Les clowns mutants

Le clown mute et se fait la belle. À l’image de James Thiérrée, il a balancé son nez rouge, chausse du 40 et s’est échappé du chapiteau.

Né en 74 à Lausanne, en Suisse, Thiérrée l’enchanteur joue hors catégorie. Danseur, acrobate, mime, magicien, musicien, il invente un théâtre absurde, burlesque et sans parole qui laisse baba. Comédien pour Peter Greenaway ou Coline Serreau, James a monté sa propre troupe, la compagnie du Hanneton. Fin janvier, il se produisait dans sa ville natale au théâtre Vidy avec son dernier spectacle « Au revoir parapluie». Beaucoup voient en Thiérrée l’héritier de Charlot. Ça tombe bien, son grand père n’est autre que Charlie Chaplin.

En 68, les parents de James, Jean Baptiste Thiérrée et Victoria Chaplin imaginent un cirque sans éléphants ni roulement de tambour. Fini l’enfilade de numéros, le duo invente une nouvelle forme de spectacle, prémice du nouveau cirque. C’est là que James Thiérrée joue ses premiers rôles avec sa sœur, il a 4 ans.
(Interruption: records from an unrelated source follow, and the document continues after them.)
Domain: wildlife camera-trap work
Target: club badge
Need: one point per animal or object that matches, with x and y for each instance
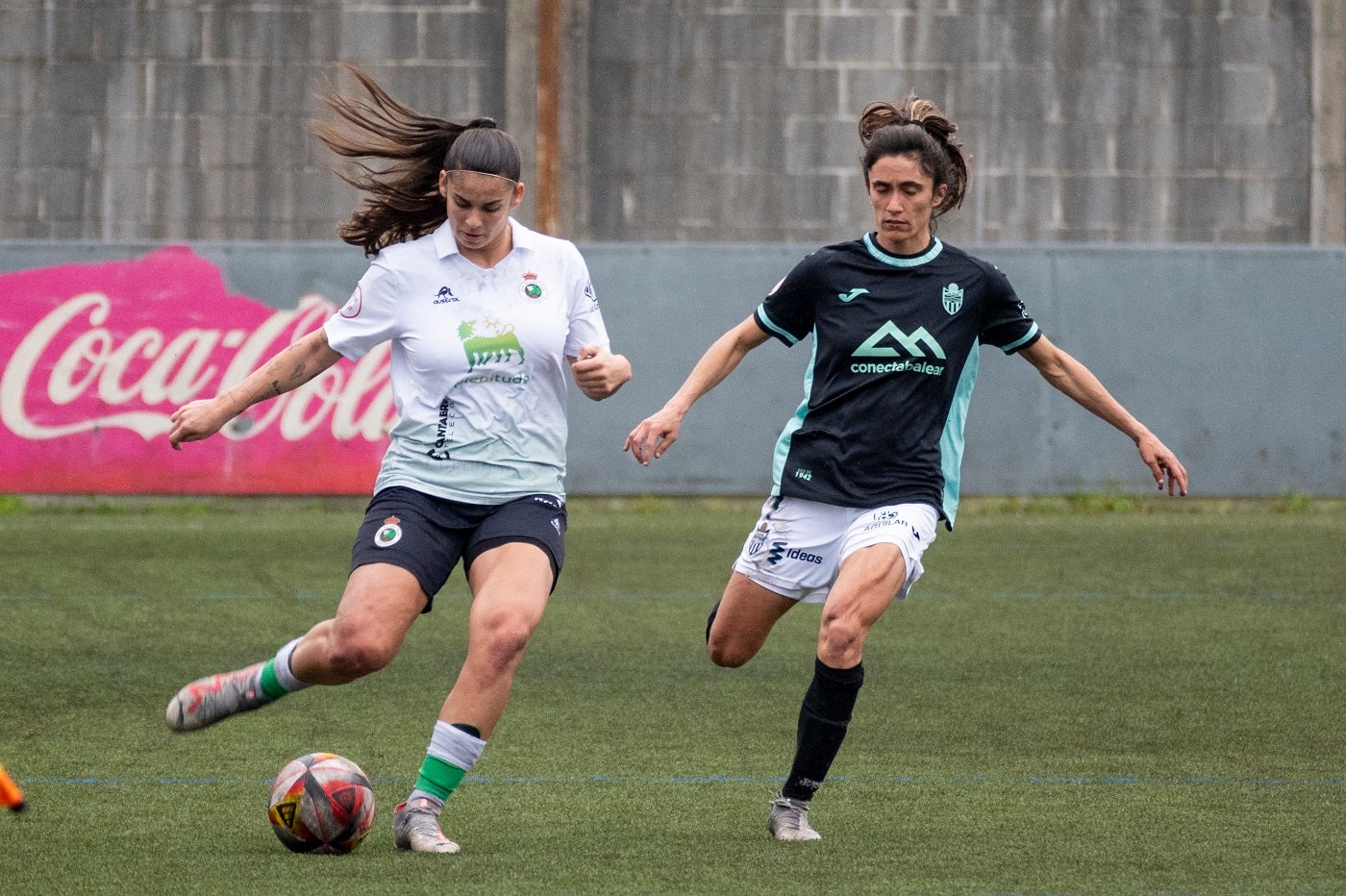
(534, 286)
(389, 533)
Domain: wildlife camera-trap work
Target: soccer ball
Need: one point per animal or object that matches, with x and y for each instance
(322, 804)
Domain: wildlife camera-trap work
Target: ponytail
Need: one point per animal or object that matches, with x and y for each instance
(403, 197)
(917, 128)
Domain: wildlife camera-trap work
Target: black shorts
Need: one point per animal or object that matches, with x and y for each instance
(427, 535)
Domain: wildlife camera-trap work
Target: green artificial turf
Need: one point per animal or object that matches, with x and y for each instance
(1083, 696)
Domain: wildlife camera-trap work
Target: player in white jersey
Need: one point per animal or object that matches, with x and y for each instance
(486, 320)
(868, 464)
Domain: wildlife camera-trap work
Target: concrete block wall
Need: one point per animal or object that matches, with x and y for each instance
(690, 120)
(188, 118)
(1117, 121)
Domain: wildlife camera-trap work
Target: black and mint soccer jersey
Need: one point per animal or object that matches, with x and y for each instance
(894, 361)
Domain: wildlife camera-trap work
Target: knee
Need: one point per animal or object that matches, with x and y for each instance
(354, 657)
(504, 638)
(840, 636)
(724, 652)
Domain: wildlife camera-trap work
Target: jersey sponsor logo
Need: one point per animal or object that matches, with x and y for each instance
(353, 304)
(534, 286)
(952, 297)
(447, 414)
(488, 342)
(914, 346)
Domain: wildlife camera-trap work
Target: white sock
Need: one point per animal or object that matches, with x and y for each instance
(285, 674)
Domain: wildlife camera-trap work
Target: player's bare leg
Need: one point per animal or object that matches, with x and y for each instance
(377, 609)
(861, 593)
(742, 620)
(511, 586)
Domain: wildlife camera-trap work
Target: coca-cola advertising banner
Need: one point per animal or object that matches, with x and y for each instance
(96, 357)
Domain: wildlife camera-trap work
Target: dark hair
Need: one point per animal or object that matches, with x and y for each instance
(917, 128)
(404, 201)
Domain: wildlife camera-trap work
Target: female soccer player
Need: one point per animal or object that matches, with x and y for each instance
(485, 319)
(868, 464)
Complètement survoltés et frapadingues, les Semianyki, « la famille » en russe, font basculer le clown dans la folie pure. Débarquée de Saint-Pétersbourg et diplômé de l’école du Théâtre Licedei cette troupe de 6 timbrés tourne depuis 5 ans avec leur show qui dynamite la famille russe.

Avec Jeanne Mordoj, le clown vit une véritable mutation physique. En s’inspirant d’un des personnages les plus emblématiques du freak show : la femme à barbe, la comédienne performeuse révolutionne l’art du clown. Dans son spectacle « l’Eloge du poil » présenté en juin dernier à l’Espace Chapiteaux de la Villette à Paris, Jeanne Mordoj, contorsionniste et jongleuse depuis ses 18 ans invente le clown génétiquement modifié.